01 Kasım 2021

ayna

ben, yaptığın her şeye rağmen senin hakkını teslim ettim. seninleyken, senin gözünün içine bakarak söylediğim her şeye sadık kaldım. sana kalp masajı yaptım, döndürmeye çalıştım, diriltmeye çalıştım, evrilmeni istemedim. içimdeki "sen"e ters düşmeni istemediğim için sevgimin, sadakatimin, sana olan inancımın hakkını vermeye çalıştım. birbirimize aynı anda döndüğümüz ve sımsıkı sarılıp kokularımızı içimize çektiğimiz gün... hiç unutamıyorum. olması gereken bu, hastalıklı olan değil. hakkı verilmesi, inanılması gereken, büyüsüne kapıldığım bu. öyle büyülü bir anı yaşayacak kadar derinleşip, sonra sığlığa teslim olmadım senin aksine. aşağılanmama, hiç hak etmediğim hâlde üstüne basılan bir izmarite dönüşmeme rağmen hiç vazgeçmedim senden. çünkü bunu ben istedim, davranışlarım değişse de zaman zaman, kalbim ve aklım hep sadıktı çünkü sana. sadakati senden öğrenmedim, sana duyduğum inançla ve sevgiyle kendime sadakati öğrettim. çünkü yanında da bendim, sensiz de ben olarak yoluma devam ettim. 

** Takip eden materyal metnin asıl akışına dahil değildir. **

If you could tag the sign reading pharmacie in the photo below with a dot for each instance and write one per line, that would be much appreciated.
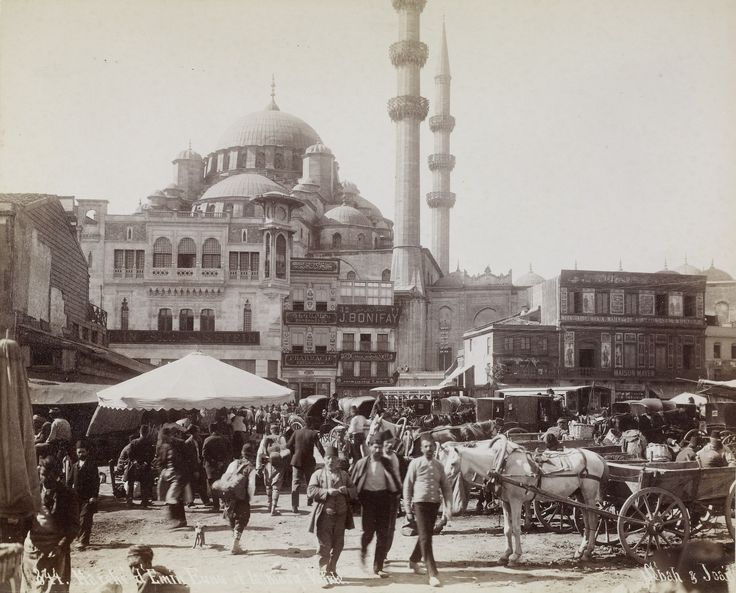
(309, 359)
(357, 356)
(363, 381)
(368, 315)
(303, 265)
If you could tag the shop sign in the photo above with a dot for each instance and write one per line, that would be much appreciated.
(368, 315)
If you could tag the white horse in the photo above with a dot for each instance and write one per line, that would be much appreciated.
(557, 473)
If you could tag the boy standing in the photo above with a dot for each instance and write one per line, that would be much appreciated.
(332, 489)
(84, 479)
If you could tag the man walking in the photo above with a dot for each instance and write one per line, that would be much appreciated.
(424, 486)
(302, 444)
(216, 454)
(84, 479)
(376, 483)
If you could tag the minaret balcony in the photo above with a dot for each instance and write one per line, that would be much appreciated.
(407, 107)
(441, 123)
(440, 199)
(408, 52)
(441, 161)
(409, 5)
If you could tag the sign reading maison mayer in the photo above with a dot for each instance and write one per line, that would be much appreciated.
(368, 315)
(301, 265)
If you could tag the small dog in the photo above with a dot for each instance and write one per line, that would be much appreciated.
(198, 535)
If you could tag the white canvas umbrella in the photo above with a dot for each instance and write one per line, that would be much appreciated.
(196, 381)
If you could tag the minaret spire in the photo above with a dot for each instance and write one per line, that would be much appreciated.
(272, 106)
(441, 163)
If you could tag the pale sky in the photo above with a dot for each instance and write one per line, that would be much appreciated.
(587, 130)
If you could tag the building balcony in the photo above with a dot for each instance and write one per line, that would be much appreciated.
(183, 337)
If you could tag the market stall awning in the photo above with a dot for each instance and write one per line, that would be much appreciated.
(194, 382)
(50, 393)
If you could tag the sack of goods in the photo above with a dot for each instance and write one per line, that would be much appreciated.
(233, 485)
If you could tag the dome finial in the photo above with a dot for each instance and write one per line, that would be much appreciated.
(272, 106)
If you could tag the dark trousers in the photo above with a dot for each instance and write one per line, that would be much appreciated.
(86, 514)
(393, 510)
(331, 538)
(425, 514)
(375, 520)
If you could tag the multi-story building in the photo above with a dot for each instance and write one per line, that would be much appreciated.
(44, 301)
(629, 331)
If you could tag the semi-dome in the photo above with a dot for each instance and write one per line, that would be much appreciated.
(270, 127)
(318, 148)
(714, 274)
(347, 215)
(243, 185)
(531, 278)
(188, 155)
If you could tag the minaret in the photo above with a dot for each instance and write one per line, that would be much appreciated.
(408, 109)
(441, 163)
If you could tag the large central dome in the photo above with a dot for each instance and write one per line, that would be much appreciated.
(270, 127)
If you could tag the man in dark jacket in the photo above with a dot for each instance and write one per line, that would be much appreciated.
(377, 484)
(217, 453)
(302, 444)
(84, 479)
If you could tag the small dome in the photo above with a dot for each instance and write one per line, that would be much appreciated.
(717, 275)
(686, 268)
(188, 155)
(347, 215)
(270, 127)
(531, 278)
(349, 188)
(243, 185)
(318, 148)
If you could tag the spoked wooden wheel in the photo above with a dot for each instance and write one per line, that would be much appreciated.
(652, 519)
(730, 510)
(557, 516)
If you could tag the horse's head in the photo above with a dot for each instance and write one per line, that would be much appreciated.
(449, 456)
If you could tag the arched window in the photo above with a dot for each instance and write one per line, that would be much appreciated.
(267, 263)
(186, 320)
(186, 256)
(206, 320)
(164, 320)
(124, 315)
(211, 253)
(280, 257)
(162, 253)
(247, 317)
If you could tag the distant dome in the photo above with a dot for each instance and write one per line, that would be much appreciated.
(188, 155)
(348, 187)
(347, 215)
(243, 185)
(686, 268)
(318, 148)
(270, 127)
(714, 274)
(531, 278)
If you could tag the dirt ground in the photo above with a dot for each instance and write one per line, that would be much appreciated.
(281, 555)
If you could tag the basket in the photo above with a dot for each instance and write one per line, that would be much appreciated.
(11, 556)
(581, 431)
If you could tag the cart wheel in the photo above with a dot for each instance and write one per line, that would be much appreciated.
(652, 519)
(557, 516)
(730, 510)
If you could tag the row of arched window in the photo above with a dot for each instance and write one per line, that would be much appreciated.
(186, 253)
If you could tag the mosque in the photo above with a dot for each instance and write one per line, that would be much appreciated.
(260, 253)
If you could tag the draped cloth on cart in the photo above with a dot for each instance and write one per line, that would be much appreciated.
(194, 382)
(20, 492)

ama sen, benimleyken söylediğin her şeyin tam tersini yaptın, seni tanıdığıma pişman ettin beni. hayatımdaki insanla hayatımdan çıkan insanın aynı kişi olduğuna inanamıyorum. inancım, hislerim, gücüm, hepsine rezil oldum. küçücük şeyler yüzünden zihnimi gereksiz eleştiri çöpleriyle doldurdum. ve sen beni yok saydın, incittin.